Auch möchte ich glauben, dass es uns gelungen ist über das Thema der Braunkohleindustrie auch eine tiefergehende Kritik am kapitalistischen System und ein verstärktes Misstrauen in Staat und Polizei zu etablieren.

Wirkliche Veränderung findet meiner Meinung nach nicht auf institutioneller Ebene statt (dies sind nur die Symptome davon). 

Wirkliche Veränderung vollzieht sich in Beziehungen. Allem voran in den Beziehungen von Menschen untereinander, in der Beziehung die wir zu unserer Umwelt und anderen Lebewesen haben.

Und hier, denke ich, ist viel geschehen die letzter Zeit. Hierfür ist die Waldbesetzung ein ideales Beispiel wie Widerstandsformen und Lebensweisen zusammen gedacht werden können. Die letzten Monate waren nur der Anfang, der erste Schritt.

Trotz aller Repression sind mehr Menschen denn je von der Notwendigkeit einer Veränderung überzeugt und wir werden weiter machen bis alle Menschen, alle Lebewesen die Chance auf ein gutes Leben haben! 
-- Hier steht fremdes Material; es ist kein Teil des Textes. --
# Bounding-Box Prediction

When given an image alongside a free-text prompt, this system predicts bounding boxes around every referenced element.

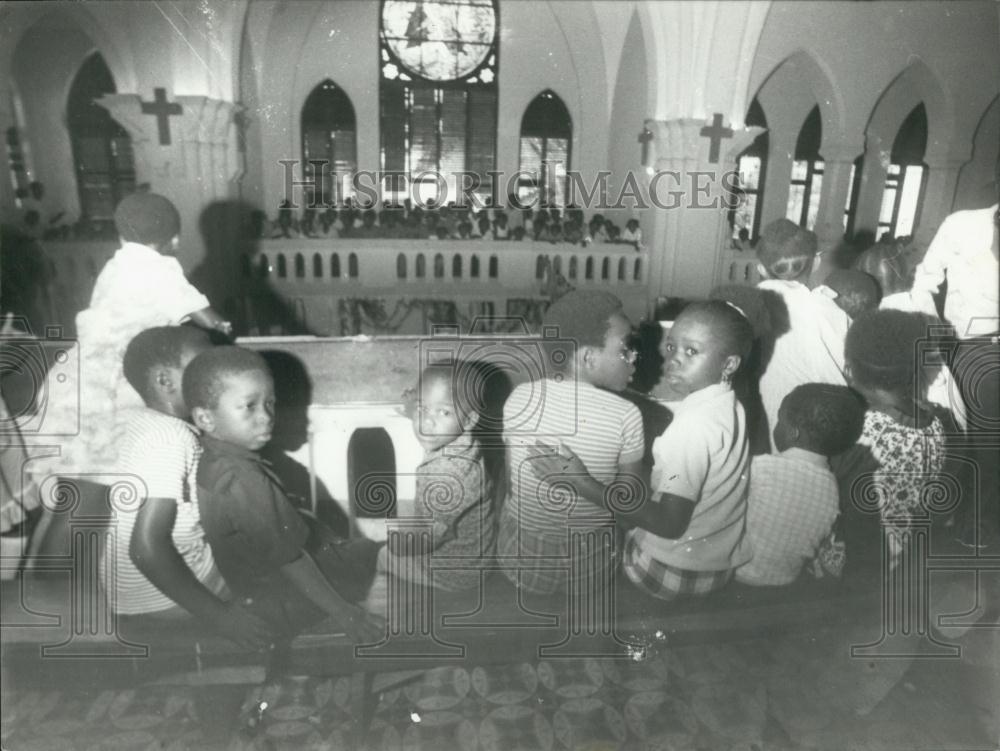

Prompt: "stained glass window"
[380,0,498,203]
[517,91,573,207]
[67,54,135,224]
[302,79,358,205]
[382,0,497,81]
[729,98,769,241]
An den Diskursverschiebungen der staatlichen Institution sowie der öffentlichen Meinung wird mehr als deutlich, dass Widerstand und seine Auslegung dynamisch sind und es keine kategorisch eindeutige Einteilung gibt. Daher ist auch die Differenzierung in friedliche und „gewaltvolle“ Aktionen vollkommen unsinnig. Die Repressionsbehörden reagieren auf die Stärke unseres Protests und wir müssen unsere Handlungsstrategien dementsprechend anpassen. Daher sollten wir uns nicht spalten an der Militanzfrage, sondern eher konstruktive Kritik an der Sinnhaftigkeit bestimmter Aktionen üben. Und dabei sollten wir immer im Hinterkopf haben, dass es verschiedenste Perspektiven und dadurch auch unterschiedliche Gründe für bestimmte Handlungen gibt.

Die Vielfältigkeit unseres Widerstands ist kein Problem, sondern unsere Stärke!"